Sunday, 15 July 2012

Put the lotion in the f*#$in' basket!(10 pts in huge giveaway if you caught the movie reference)

I tend to do weird things when I'm bored.
The End.

That's it.
That's the whole post.

Hello? I'm not kidding.


Go away.



I'm feeling kind of sorry for you now since your life is obviously more boring than mine.

I mean not in the way you feel sorry for those kids on tv who haven't eaten for a week.

You- Oh my,  those poor little sprouts- (yeah, I don't know why I'm suddenly sounding like Dolly Parton either)- I just want to gather them to my delicate rock like bosom and feed them jelly donuts till they spew. Now where is my check book? My, that's odd it was lodged under my left boob. Wonder how long it was there?

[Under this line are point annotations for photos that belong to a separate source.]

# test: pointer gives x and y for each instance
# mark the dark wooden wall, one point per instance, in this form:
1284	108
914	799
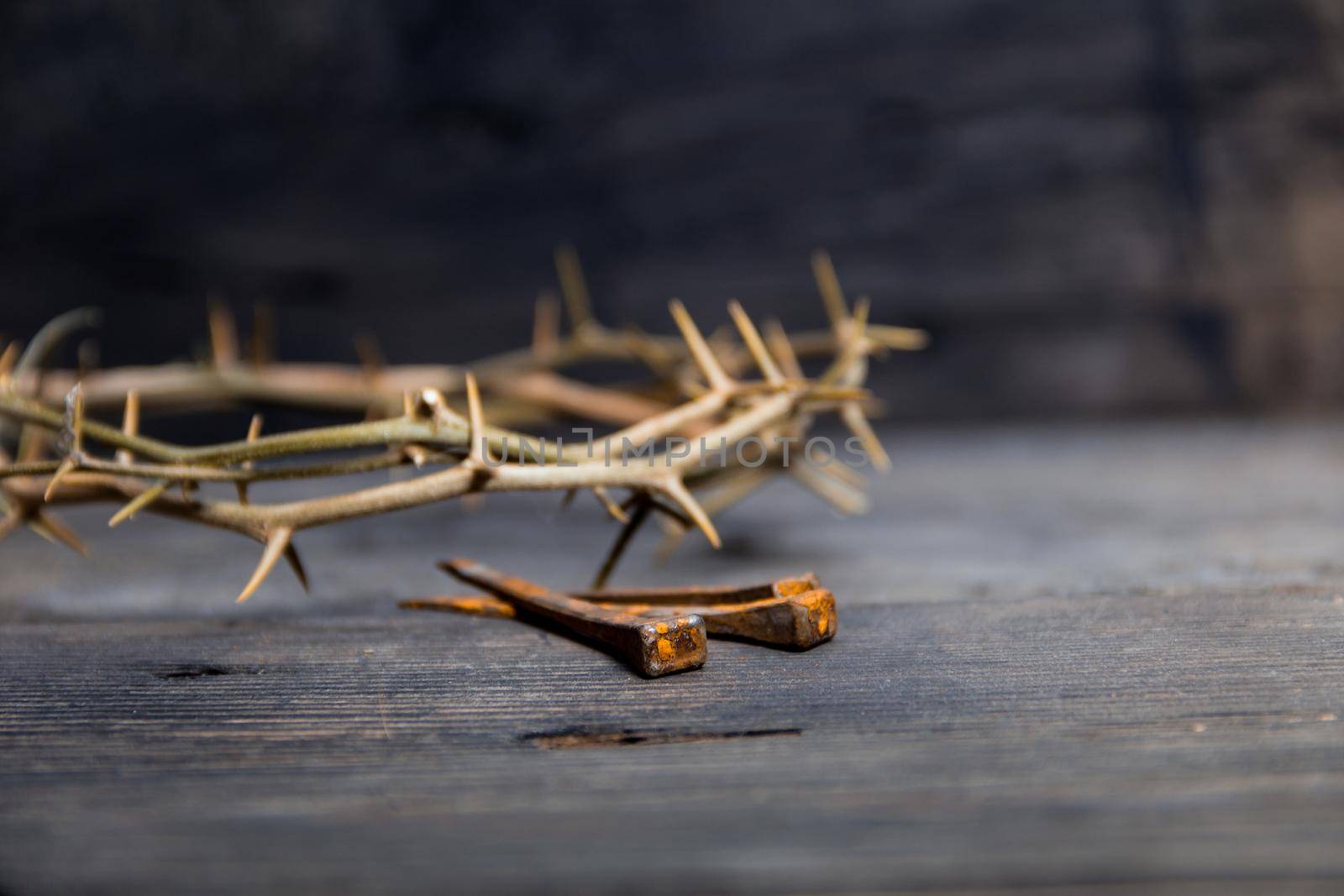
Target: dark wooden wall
1097	207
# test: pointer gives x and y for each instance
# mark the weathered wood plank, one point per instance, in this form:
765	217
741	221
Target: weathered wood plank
1137	739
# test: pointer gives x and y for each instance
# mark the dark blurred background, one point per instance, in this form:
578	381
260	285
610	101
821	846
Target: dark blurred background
1095	207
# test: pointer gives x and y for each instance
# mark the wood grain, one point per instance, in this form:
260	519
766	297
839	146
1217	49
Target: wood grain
1070	658
1048	741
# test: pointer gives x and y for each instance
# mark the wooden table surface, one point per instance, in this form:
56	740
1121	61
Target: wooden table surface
1072	658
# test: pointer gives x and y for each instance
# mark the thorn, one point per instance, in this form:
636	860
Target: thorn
139	503
753	338
622	540
66	466
546	325
276	546
296	566
783	348
860	315
476	423
898	338
612	506
573	286
8	524
417	454
705	359
8	360
832	490
73	422
830	286
253	432
223	335
53	530
675	490
853	418
129	425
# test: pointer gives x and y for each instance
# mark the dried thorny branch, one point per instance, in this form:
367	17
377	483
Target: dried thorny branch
699	402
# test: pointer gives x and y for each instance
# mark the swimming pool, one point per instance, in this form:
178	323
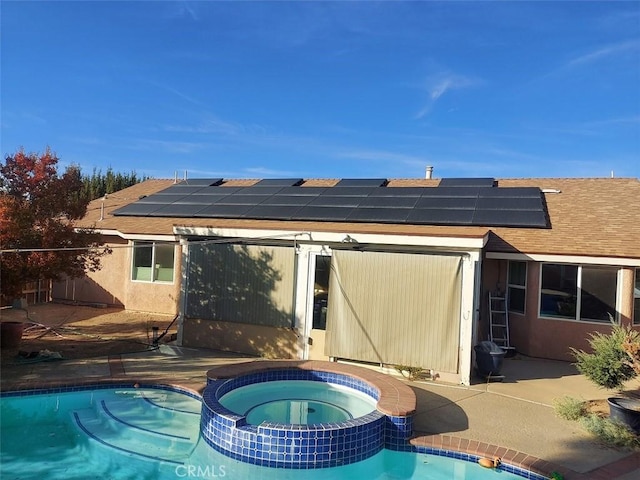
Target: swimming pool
297	402
118	432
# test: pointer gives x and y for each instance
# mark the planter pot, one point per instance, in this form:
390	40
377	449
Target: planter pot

Come here you cute little itsy bitsy darlings
Why I could just eat you right up, you all are so sweet!

Umm, you know what scary nice lady
We're good eating what we have right here.
Yummmy, sand....
Is she gone yet?

'Oh,those poor little darlin's whatever I can do to help I'll do it -
DING!- oh, my popcorn is ready, yumm, .
Now what was I doing....oh, yeah. True Blood marathon!

That's pretty horrible.

I mean not staying up to date on True Blood weekly just sends a poor life lesson to your kids.
Just saying.

Anyhoo back to feeling sorry for me...or you. Whatever, I can't keep track so let's just focus on me 'cause J'adore moi.
(Mistress of Immodesty folks, not Mistress of Fake Boob Bitches pretending to care about the rest of the world)

I was telling you that I sometimes do weird things when I'm bored.
It was brought to my attention by my eldest offspring when he commented on something in my living room.
Let's see if you notice it in the first picture.

Eek, needing some new furniture.
There goes the frenchmen's holiday plans.
Damn, I'm a keeper.
You'd think I must be really good in bed.
You'd think it.
Anyhoo, did you notice the oddity?

Nope you say? (Ignoring you keeners in the back who already have their hands up, put them the hell down you stupid wankers. Hmm, another career to be crossed off list,Teacher)

Here's another picture closer up.

 No, you boring twats. It's not that I need  curtains!
Imagine if that was it.
Wow, soooooo funny!
Going to tell everyone about this blog with the window that needed new curtains.
Conan, I have this writer for you. She does this bit with a curtainless window..
Bwahahaah.....ah, no.

Still nothing? (I swear I'll cut your hands off if you put them up one more time. Anything to do with children, crossed off career list.)

I'll give you a hint.

Betty, all around cutie pattotie, pee supplier ('cause wood floors can't get enough moisture especially in this hot weather) and distributor of....
Do you get what it is? Do you want a closer look, 'cause if you're still with this blog post you obviously have nothing better to do...
Yup, it's just as pretty close up. Kind of like  a Picasso.
It's a bowl of Picasso like dog hair.
Now this wouldn't be so weird if I had just recently brushed Betty but I did that three weeks ago.
 The weird part is that for some reason I don't want to get rid of it.

My offspring and I had a chat about it and the sad thing is that isn't the weirdest conversation we had that day.

OS - Nice decorating Mom. Hair bowl is the new black this season?

M- I like it, it gives the room texture.

OS - Like Buffalo Bill in Silence of the Lambs thought the women screaming in the hole were just ambiance?

M- Yeah, like that. 

OS- (Eyebrows raised)

M- Wait, this where you tell me I need to get out more?

OS- It's either that or stay in with a lock on the outside of your door.

See, aren't you wishing that you had left when I told you from the start?

1 comment:

  1. I must admit, I was wondering if it was vaccuum cleaner dust!